Küchengarten: Wundverschluss − ja oder nein?

Einleitung

Januar 2016 Beim Obstbaumschnitt entstandene Wunden mit einem größeren Durchmesser als der eines Fünf-Mark-Stücks sollen mit einem Verschlussmittel bestrichen werden. Sagen die einen. "Bloß nicht!" sagen andere. Wir fragten den Profi Rolf Heinzelmann, wie er es damit hält.

Herr Heinzelmann, Wundverschluss beim Obstbaumschnitt ist kompliziert. Oder?

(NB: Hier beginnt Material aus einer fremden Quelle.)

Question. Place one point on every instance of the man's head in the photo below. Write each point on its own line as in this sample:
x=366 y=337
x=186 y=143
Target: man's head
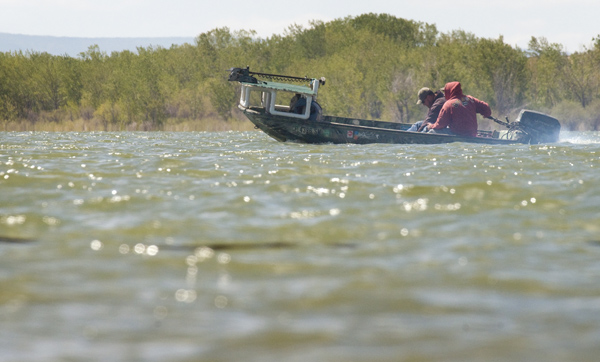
x=425 y=96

Er wird kompliziert diskutiert. Dabei ist es einfach, wenn man den Baum dabei unterstützt, sich selbst zu helfen. Ob ein Schnitt gut heilt, hängt vor allem von der Schnitttechnik und vom Zeitpunkt des Schnitts ab. Außerdem sollte man für den Baum von Anfang an genug Platz einplanen.

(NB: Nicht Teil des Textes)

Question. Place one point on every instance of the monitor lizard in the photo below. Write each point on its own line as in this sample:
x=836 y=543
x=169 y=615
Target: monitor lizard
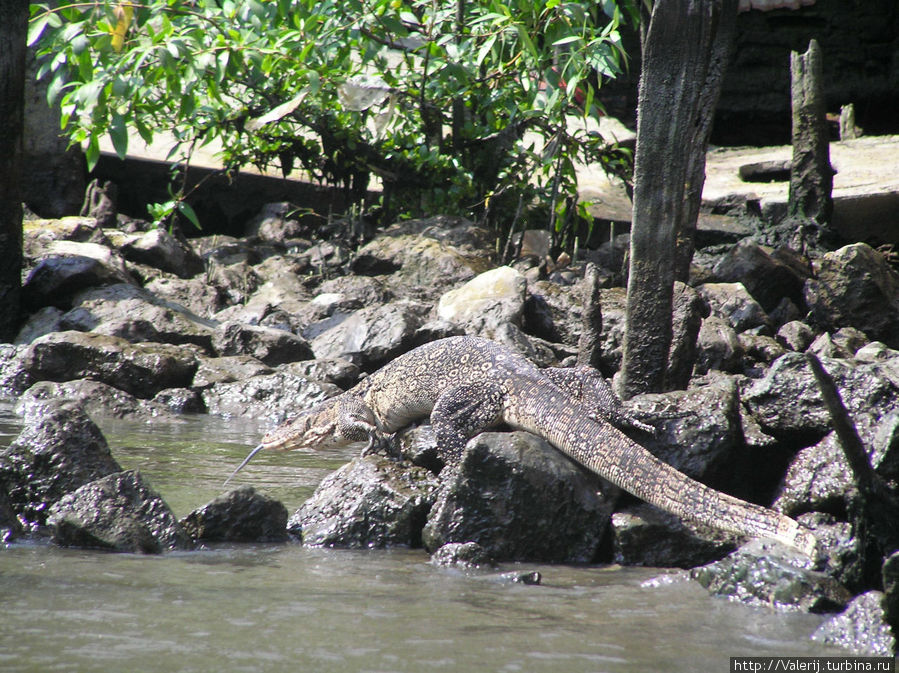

Genug Platz? Was hat das mit der Wundheilung zu tun?

Wir versuchen, dem Baum erst gar keine größeren Wunden antun zu müssen. Also achten wir darauf, dass er seine Krone entfalten kann und nicht irgendwann einen stärkeren Rückschnitt braucht. Ein Hochstamm braucht 10 × 10 Meter, ein Halbstamm 6 × 6 Meter. Ab der Pflanzung schneiden wir regelmäßig, um dem Baum die gewünschte Kronenform zu geben. So vermeiden wir größere Wunden − also Schnitte mit mehr als 20 Zentimeter Durchmesser.

Was aber, wenn ich einen ungepflegten Obstbaum von einem Vorbesitzer "erbe" oder wenn mal ein Ast abbricht?

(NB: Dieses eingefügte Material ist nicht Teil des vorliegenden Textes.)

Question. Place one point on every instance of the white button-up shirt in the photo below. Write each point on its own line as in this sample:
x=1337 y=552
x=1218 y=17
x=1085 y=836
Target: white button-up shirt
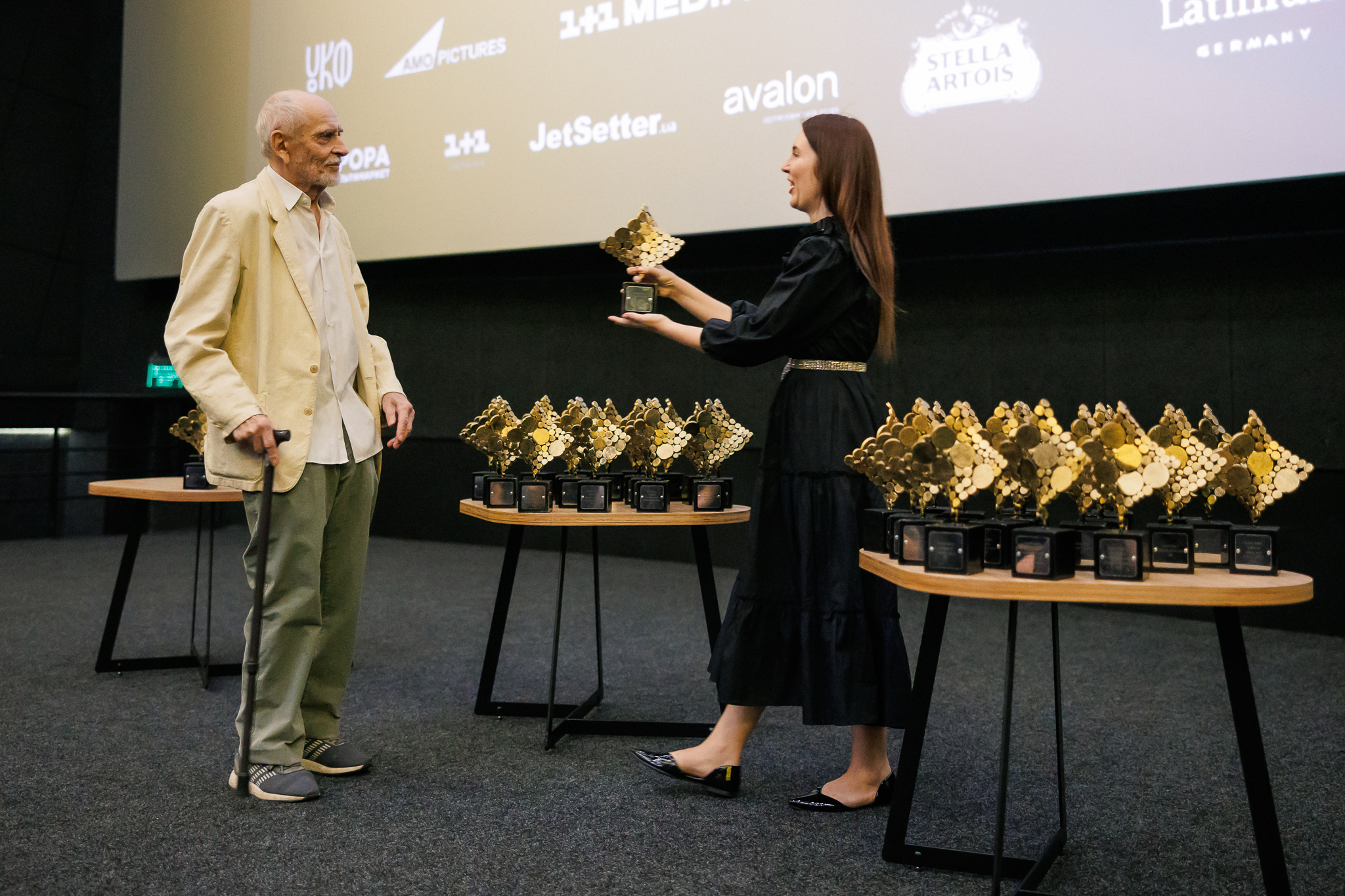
x=337 y=400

Dann müssen Sie tatsächlich größere Schnittwunden in Kauf nehmen. Jetzt kommt es darauf an, so zu sägen, dass der Baum möglichst gute Bedingungen für die Heilung hat. Wenn Sie sich anschauen, wie der Ast am Stamm ansitzt, erkennen Sie einen wulstartigen Ring, den "Astkragen". Dort befindet sich direkt unter der Rinde das Kambium, also wuchsfreudiges Gewebe. Es überwallt die Wunde. Sägen Sie den Ast so ab, wie er am Stamm verankert ist, also von oben nach unten etwas schräg verlaufend. Den Wulst stehen lassen, aber keinen Stummel.

Große Wunden kann der Baum nicht immer ganz überwallen. An diesem Apfelbaum beginnt die Mitte des Schnitts schon, zu verfaulen.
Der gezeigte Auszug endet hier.